Spotkanie nie było dla Azotów tak łatwe, jak wskazuje na to końcowy wynik. Dużo w nim było walki, wzajemnych razów, czasem nawet na pograniczu złośliwości. Taka postawa gości nie zaskoczyła Jureckiego. - Wiedzieliśmy dobrze, że Zagłębie nie raz pokazało lwi pazur, utrudniając życie nie tylko nam, ale i innym ekipom. Zdawaliśmy sobie też sprawę, że zagrają bardzo twardo i szybko. Tak też było. W pierwszej połowie bramka za bramkę i dopiero pod koniec udało nam się nieco odskoczyć - stwierdził.

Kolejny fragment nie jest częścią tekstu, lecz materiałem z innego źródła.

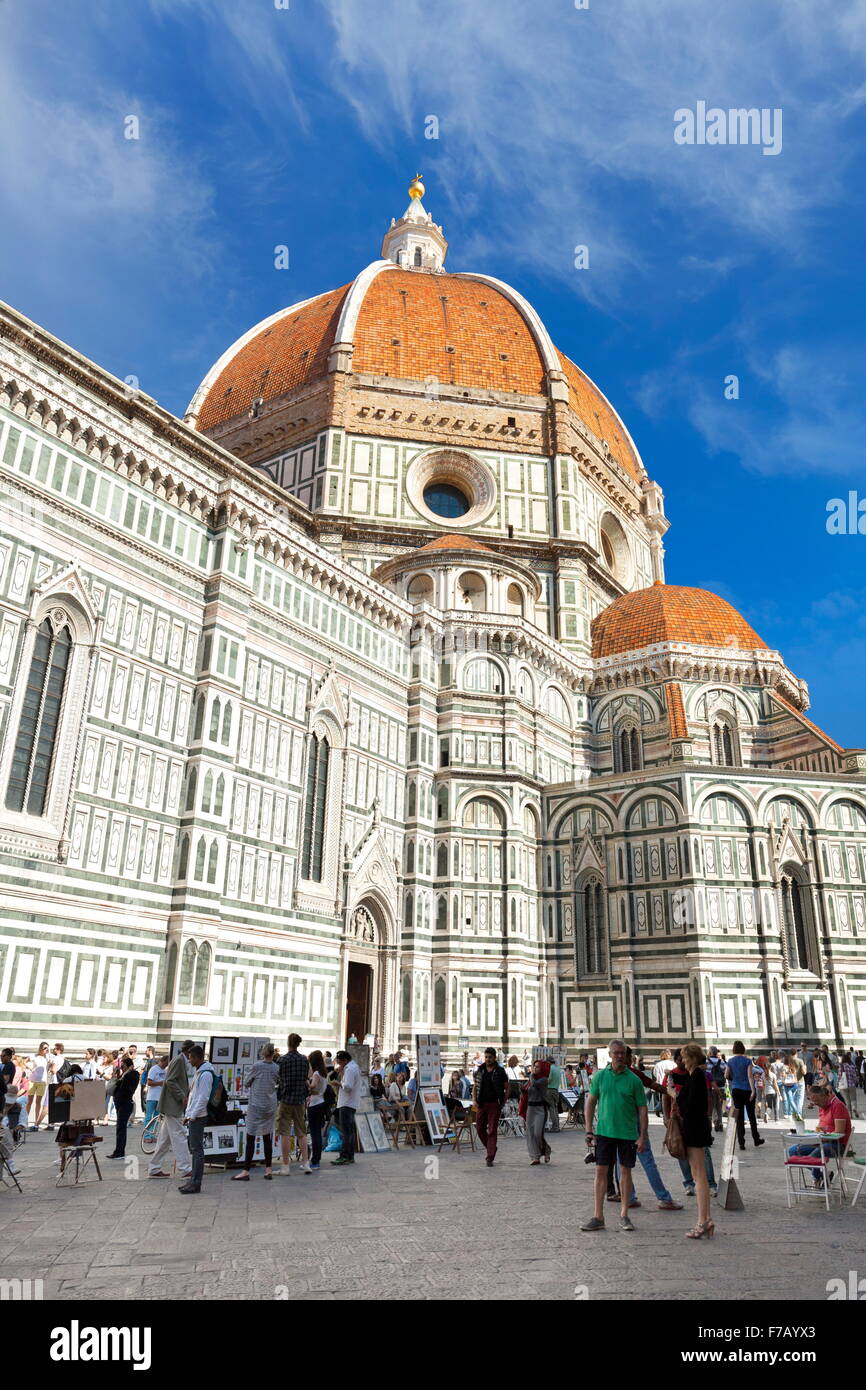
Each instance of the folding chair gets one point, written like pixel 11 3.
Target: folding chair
pixel 861 1162
pixel 798 1171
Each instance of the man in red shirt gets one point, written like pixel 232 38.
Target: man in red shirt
pixel 833 1119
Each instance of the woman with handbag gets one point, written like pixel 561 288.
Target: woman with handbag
pixel 533 1108
pixel 690 1126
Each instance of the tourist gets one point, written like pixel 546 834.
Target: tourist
pixel 694 1104
pixel 156 1077
pixel 260 1112
pixel 834 1121
pixel 534 1109
pixel 715 1069
pixel 515 1077
pixel 489 1096
pixel 741 1077
pixel 38 1093
pixel 555 1082
pixel 317 1086
pixel 196 1118
pixel 171 1107
pixel 292 1104
pixel 346 1105
pixel 620 1100
pixel 124 1105
pixel 848 1079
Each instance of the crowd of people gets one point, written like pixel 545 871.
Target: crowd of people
pixel 296 1097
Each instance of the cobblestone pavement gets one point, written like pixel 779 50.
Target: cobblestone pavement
pixel 387 1223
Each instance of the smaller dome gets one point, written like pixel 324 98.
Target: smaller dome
pixel 670 613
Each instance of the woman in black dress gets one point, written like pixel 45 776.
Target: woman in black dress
pixel 694 1104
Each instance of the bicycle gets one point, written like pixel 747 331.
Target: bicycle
pixel 150 1133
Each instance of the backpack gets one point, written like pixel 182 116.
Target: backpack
pixel 217 1101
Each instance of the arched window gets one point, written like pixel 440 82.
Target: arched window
pixel 316 808
pixel 794 919
pixel 723 744
pixel 202 975
pixel 171 969
pixel 627 749
pixel 188 966
pixel 439 1001
pixel 592 911
pixel 35 744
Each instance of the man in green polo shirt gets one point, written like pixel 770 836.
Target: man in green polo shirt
pixel 620 1130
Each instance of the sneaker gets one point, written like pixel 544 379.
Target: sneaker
pixel 594 1223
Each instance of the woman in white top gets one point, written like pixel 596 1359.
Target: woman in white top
pixel 317 1109
pixel 156 1075
pixel 38 1090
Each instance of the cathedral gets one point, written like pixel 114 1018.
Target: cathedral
pixel 356 702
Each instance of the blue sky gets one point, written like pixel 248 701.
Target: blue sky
pixel 302 125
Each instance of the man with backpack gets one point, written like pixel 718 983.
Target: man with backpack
pixel 171 1105
pixel 206 1098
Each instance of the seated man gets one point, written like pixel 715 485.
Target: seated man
pixel 833 1119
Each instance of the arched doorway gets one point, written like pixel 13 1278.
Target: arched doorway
pixel 370 975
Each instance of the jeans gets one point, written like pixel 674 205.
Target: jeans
pixel 345 1121
pixel 487 1126
pixel 745 1105
pixel 195 1130
pixel 124 1114
pixel 688 1182
pixel 815 1151
pixel 654 1178
pixel 316 1116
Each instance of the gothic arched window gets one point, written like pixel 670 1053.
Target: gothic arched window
pixel 627 751
pixel 723 744
pixel 35 744
pixel 794 919
pixel 316 808
pixel 592 912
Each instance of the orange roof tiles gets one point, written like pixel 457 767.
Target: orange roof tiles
pixel 676 710
pixel 793 709
pixel 459 331
pixel 669 613
pixel 281 357
pixel 455 542
pixel 588 403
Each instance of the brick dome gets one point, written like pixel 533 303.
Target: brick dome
pixel 670 613
pixel 460 330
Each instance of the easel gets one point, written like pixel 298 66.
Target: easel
pixel 729 1191
pixel 78 1155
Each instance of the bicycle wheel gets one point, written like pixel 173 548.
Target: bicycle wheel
pixel 149 1134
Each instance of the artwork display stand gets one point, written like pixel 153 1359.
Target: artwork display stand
pixel 729 1193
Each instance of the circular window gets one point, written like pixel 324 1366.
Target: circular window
pixel 445 499
pixel 446 484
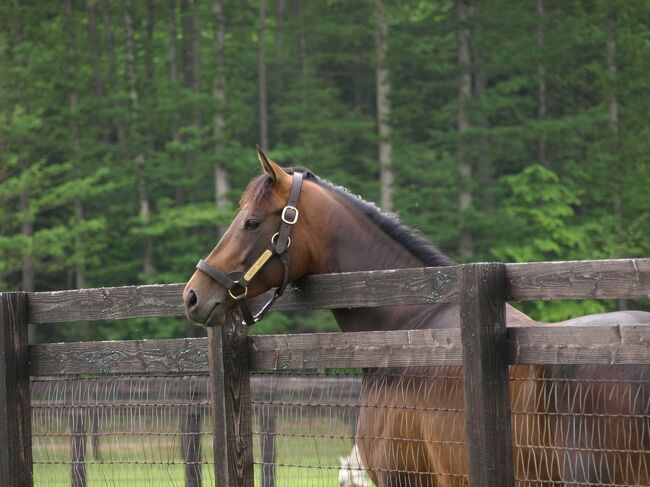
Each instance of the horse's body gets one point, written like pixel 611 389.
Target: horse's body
pixel 411 423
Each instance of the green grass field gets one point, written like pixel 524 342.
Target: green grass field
pixel 309 459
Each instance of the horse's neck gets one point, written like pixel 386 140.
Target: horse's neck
pixel 358 244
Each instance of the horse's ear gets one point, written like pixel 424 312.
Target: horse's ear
pixel 280 177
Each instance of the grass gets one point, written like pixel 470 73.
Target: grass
pixel 307 454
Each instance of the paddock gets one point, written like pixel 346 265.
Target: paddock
pixel 277 410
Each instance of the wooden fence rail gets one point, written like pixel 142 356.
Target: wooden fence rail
pixel 483 345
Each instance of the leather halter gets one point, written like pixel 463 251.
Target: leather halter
pixel 237 282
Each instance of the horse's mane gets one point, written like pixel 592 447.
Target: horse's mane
pixel 390 224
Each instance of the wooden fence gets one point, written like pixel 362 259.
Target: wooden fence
pixel 483 345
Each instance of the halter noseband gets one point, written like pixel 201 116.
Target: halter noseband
pixel 237 282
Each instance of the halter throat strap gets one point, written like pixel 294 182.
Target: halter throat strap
pixel 237 282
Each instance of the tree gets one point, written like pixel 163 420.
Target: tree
pixel 383 107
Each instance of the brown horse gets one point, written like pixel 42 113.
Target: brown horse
pixel 592 431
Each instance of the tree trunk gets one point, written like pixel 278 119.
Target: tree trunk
pixel 612 109
pixel 382 77
pixel 136 145
pixel 95 43
pixel 112 71
pixel 541 84
pixel 279 47
pixel 73 103
pixel 261 79
pixel 466 246
pixel 221 183
pixel 150 71
pixel 191 61
pixel 173 75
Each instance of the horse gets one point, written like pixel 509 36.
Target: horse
pixel 410 429
pixel 353 472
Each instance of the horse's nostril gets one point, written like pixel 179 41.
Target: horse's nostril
pixel 192 299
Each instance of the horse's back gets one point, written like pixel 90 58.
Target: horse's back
pixel 612 318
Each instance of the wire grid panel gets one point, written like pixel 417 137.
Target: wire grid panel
pixel 581 425
pixel 121 430
pixel 388 427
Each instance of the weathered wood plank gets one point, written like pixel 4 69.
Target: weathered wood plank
pixel 624 278
pixel 403 348
pixel 575 345
pixel 600 279
pixel 187 355
pixel 15 411
pixel 230 404
pixel 109 303
pixel 375 288
pixel 547 344
pixel 485 371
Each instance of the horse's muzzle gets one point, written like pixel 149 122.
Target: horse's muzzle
pixel 208 312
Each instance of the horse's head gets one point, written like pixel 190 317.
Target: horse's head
pixel 266 246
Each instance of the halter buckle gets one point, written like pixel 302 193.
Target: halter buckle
pixel 275 237
pixel 295 215
pixel 239 297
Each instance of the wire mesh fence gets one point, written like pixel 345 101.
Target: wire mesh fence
pixel 342 427
pixel 121 430
pixel 581 425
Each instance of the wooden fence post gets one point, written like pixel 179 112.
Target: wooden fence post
pixel 230 404
pixel 15 409
pixel 78 433
pixel 268 446
pixel 485 362
pixel 191 439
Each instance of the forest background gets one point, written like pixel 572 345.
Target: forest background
pixel 511 130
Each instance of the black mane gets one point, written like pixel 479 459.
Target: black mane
pixel 407 237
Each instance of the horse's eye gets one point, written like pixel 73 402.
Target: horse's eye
pixel 252 224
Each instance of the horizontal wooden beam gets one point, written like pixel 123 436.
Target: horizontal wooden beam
pixel 349 289
pixel 588 279
pixel 184 355
pixel 538 345
pixel 599 279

Po przerwie było jeszcze lepiej, choć początek tej części gry obfitował w błędy i pechowe rzuty, głównie w słupki bramki. - Prowadzenie delikatnie wzrosło i można powiedzieć, że praktycznie kontrolowaliśmy wynik meczu. Nie wiem czy wygrana była w dobrym stylu, ale samo zwycięstwo jest najważniejsze.
Zagłębie napsuło jednak sporo krwi bardziej doświadczonym puławianom. - To jeszcze młoda drużyna. Popełniają dużo błędów, ale cały czas się uczą. Każda minuta spędzona na parkiecie przez każdego z nich w przyszłości na pewno zaprocentuje. Myślę, że z roku na rok będą coraz mocniejsi - przekonywał doświadczony obrotowy Azotów.